Perineuronal nets in motor circuitry regulate the performance of learned vocalizations in songbirds

Abstract

The accurate and reliable performance of learned vocalizations (e.g., speech and birdsong) modulates the efficacy of communication in humans and songbirds. Consequently, it is critical to understand the factors that regulate the performance of learned vocalizations. Across taxa, neural circuits underlying motor learning and control are replete with perineuronal nets (PNNs), and we analyzed how PNNs in vocal motor circuitry regulate the performance of learned song in zebra finches. We report that developmental increases in PNN expression in vocal circuitry are associated with developmental increases in song stereotypy. We also document that enzymatically degrading PNNs in the motor nucleus HVC acutely altered song structure (changes in syllable sequencing and production). Collectively, our data reveal a causal contribution of PNNs to the performance of learned behaviors and, given the parallels in the regulation of birdsong and speech, suggest that PNNs in motor circuitry could modulate speech performance.

Fig. 1. Vocal performance (stereotypy) increases with age.
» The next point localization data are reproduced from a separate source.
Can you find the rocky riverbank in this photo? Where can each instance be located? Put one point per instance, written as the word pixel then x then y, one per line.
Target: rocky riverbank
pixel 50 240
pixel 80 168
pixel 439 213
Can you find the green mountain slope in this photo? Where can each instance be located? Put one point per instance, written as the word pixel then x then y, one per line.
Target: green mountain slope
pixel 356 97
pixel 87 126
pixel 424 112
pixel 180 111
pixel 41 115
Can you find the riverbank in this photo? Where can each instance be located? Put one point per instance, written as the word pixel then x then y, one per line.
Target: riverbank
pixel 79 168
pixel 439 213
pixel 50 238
A Representative spectrograms [frequency (kHz; y-axis) vs time (x-axis) with brightness representing amplitude] of three song snippets (1.5 s) of the songs of a juvenile (left, 62 dph) and adult (right, 10 months) zebra finch. Scale bar: 0.5 s. B The acoustic stereotypy of song snippets was significantly higher for adult zebra finches than for juveniles (**p < 0.01). C Representative spectrograms of ten renditions of one syllable type in the songs of the juvenile and adult depicted in A. Scale bar: 0.1 s. D The acoustic stereotypy of individual syllables was significantly greater for adult zebra finches than for juveniles (*p < 0.05). Plotted are average %similarity scores across syllable types within each bird. The gray circles in B and D indicate the data for the juvenile and adult birds depicted in A and C.
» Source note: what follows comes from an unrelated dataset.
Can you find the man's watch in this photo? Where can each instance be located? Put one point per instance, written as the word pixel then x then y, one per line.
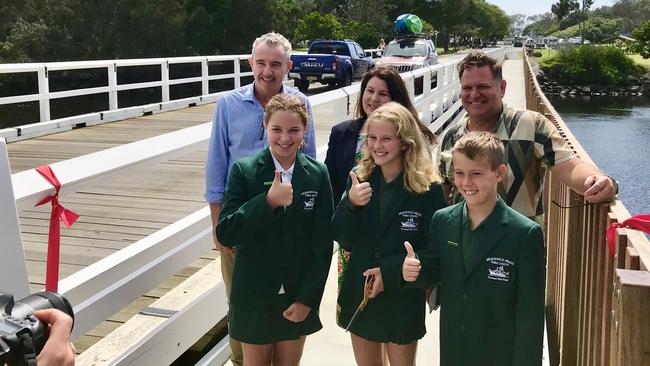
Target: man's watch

Fig. 2. Perineuronal net expression in the song system increases with age.

A Schematic of the song system, highlighting the forebrain areas HVC, RA, LMAN, and Area X that are replete with PNNs. B Representative photomicrographs illustrating a PV neuron surrounded by a PNN (white arrow) and PV neuron without PNNs (yellow arrow) in RA. Scale bar: 20 μm. Age-related changes in C PNN density, D PNN intensity, E the percentage of PV neurons with PNNs, and F PV neuron density in HVC, RA, LMAN, and Area X (*p < 0.05, **p < 0.01).

Fig. 3. Degrading PNNs in HVC affected the ability to perform learned songs but did not affect vocal stereotypy.
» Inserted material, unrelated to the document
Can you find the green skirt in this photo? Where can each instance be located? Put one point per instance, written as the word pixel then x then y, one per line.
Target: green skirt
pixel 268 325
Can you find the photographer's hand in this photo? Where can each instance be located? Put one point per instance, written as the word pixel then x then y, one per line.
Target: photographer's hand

A Representative photomicrographs illustrating PNN (green) degradation caused by ChABC (bottom row) and intact PNNs in control birds that received the injection of PEN (top row). The white dashed line outlines HVC in each panel (based on PV expression). Scale bar: 200 μm. B The percentage of HVC with PNN degradation was significantly higher in ChABC birds than in PEN birds (**p < 0.01). C There was no significant difference in PV neuron density in HVC between ChABC and PEN birds (p > 0.25). The similarity of post-surgery song snippets (D) and individual syllables (E) to pre-surgery songs or syllables. Following ChABC infusions, similarity to baseline song snippets was significantly decreased on post-surgery days 2 (n = 8; p < 0.05) and 3 (n = 9; p < 0.01), with a strong trend for post-surgery day 4 (n = 11; p < 0.06). This change was only significantly different on post-surgery day 1 (n = 4; p < 0.01) following PEN infusions. E Syllable structure was significantly different from baseline on a number of days following surgery for both ChABC- and PEN-treated birds. Only days in which birds produced at least 20 song renditions were analyzed and plotted here. **p < 0.01, *p < 0.05, ~p < 0.06. The acoustic stereotypy of song snippets (F) and individual syllables (G) was not affected by PNN degradation (p > 0.05).

Fig. 4. ChABC infusions cause significant changes to syllable probabilities.

A Representative spectrograms of three song snippets (1.5 s) with syllables (white letters) from a PEN bird (pre-surgery). Scale bar: 0.5 s. B Histograms of syllable probabilities within pre-surgery and post-surgery days for a ChABC bird (top row; pink) and a PEN bird (bottom row; blue). C The magnitude of changes in syllable probabilities (relative to baseline song) was significantly higher for ChABC birds than for PEN birds (p < 0.05; see text). Error bars represent mean ± S.E. The solid line connects the means of changes in syllable probabilities among ChABC birds and the dashed line connects that among PEN birds.